Doch die Anschuldigungen wiegen schwer: Sex, außerehelich, mit einer Prostituierten, die auch noch minderjährig gewesen sein soll - der FC Bayern kämpft verzweifelt darum, Lyon im Fokus zu behalten. Nichts soll das Vorhaben stören, erstmals seit dem Triumph von 2001 wieder ins Finale der Königsklasse vorzustoßen. Darauf haben sich die Bosse auch bei einem Gespräch mit Ribery am Montag verständigt. Anschließend nahmen die Bayern den 27-Jährigen aus der Schusslinie und sagten dessen geplanten Auftritt vor der Presse ab. Und auch die Vertragsverhandlungen mit dem umworbenen Ribery ruhen, obwohl sich der doch bis spätestens Samstag zu seiner Zukunft äußern wollte. Präsident Uli Hoeneß hob die Deadline in der Münchner tz auf. "Wir haben klar gesagt, dass wir zu gegebener Zeit reden werden. Und da lassen wir uns keine Frist aufdrängen", sagte er.

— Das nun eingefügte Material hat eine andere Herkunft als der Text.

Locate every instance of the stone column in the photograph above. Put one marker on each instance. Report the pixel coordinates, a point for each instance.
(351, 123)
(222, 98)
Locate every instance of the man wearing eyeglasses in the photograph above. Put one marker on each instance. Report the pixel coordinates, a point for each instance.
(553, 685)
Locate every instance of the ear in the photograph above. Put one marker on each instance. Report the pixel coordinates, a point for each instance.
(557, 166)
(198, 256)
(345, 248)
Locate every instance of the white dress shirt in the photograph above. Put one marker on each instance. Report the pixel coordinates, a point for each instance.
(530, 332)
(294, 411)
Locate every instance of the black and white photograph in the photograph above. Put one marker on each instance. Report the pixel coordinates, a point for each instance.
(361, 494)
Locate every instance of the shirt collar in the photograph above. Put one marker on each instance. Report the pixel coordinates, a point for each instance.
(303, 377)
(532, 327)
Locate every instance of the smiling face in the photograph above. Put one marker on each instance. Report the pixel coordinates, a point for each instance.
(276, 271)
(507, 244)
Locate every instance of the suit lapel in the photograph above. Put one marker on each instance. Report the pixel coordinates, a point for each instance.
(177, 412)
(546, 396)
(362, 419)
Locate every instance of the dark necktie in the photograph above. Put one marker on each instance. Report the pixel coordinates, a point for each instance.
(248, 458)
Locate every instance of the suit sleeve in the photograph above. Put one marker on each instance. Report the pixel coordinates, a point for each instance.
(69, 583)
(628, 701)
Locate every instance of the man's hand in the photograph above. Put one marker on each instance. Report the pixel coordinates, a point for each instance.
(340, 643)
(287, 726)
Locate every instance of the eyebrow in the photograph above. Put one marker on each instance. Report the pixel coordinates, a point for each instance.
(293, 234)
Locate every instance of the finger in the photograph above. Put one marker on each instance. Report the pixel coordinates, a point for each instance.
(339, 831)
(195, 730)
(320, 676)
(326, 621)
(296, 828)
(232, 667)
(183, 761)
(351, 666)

Nerlinger stützte diese Ansicht in der Süddeutschen Zeitung: "Wann es zu Gesprächen über den Vertrag kommt, wissen wir noch nicht."
Ribery drohen im schlimmsten Fall bis zu drei Jahre Gefängnis, ob es gegen ihn aber überhaupt ein Ermittlungsverfahren geben wird, ist derzeit noch offen. "Er ist ja offenbar in dieser Sache nur als Zeuge befragt worden", sagte Franz Beckenbauer am Dienstag. "Deshalb kann ich mir nicht vorstellen, dass ihn das mit Blick auf Lyon irgendwie aus der Ruhe bringt. Er wird seinen Kopf ganz beim Spiel haben." Diesen Eindruck bestätigte Coach Louis van Gaal. Und zumindest in Riberys letzter öffentlicher Stellungnahme war das so. "Es wird sehr schwierig gegen Lyon. Wir sind zwar eher der Favorit als zuvor gegen Manchester United, aber Lyon hat eine sehr gute Mannschaft. Es liegt jetzt an uns, dafür zu sorgen, dass wir gewinnen und ins Finale einziehen", sagte er der Internetseite von Gegner Olympique. Ribery will dabei helfen, seine Muskelverhärtung, wegen der er zuletzt individuell trainierte, wird ihn daran laut van Gaal nicht hindern. "Ich denke, dass er spielen kann", sagte der Coach. Einen kleinen Einblick ins Seelenleben seines Kumpels Ribery gab derweil Bayern-Verteidiger Daniel van Buyten. "Franck hat sehr gut trainiert, ist topmotiviert und froh, spielen zu können. In dieser wichtigen Phase konzentriert er sich voll auf die Spiele. Über die Zukunft macht er sich dann später Gedanken", sagte er.
Christian Nerlinger (Foto: firo).
Weil sich Ribery nach langwierigen Verletzungsproblemen zuletzt gesteigert hat und sein Flügelzangenpartner Arjen Robben in der Form seines Lebens ist, rechnet der FC Bayern sich gute Chancen aus. "Für unsere Gegner ist das das große Problem, dass wir nicht nur Ribery, sondern auch Robben haben", sagte van Gaal, der die Abschlusseinheit wegen eines Trauerfalls Assistent Andries Jonker überließ.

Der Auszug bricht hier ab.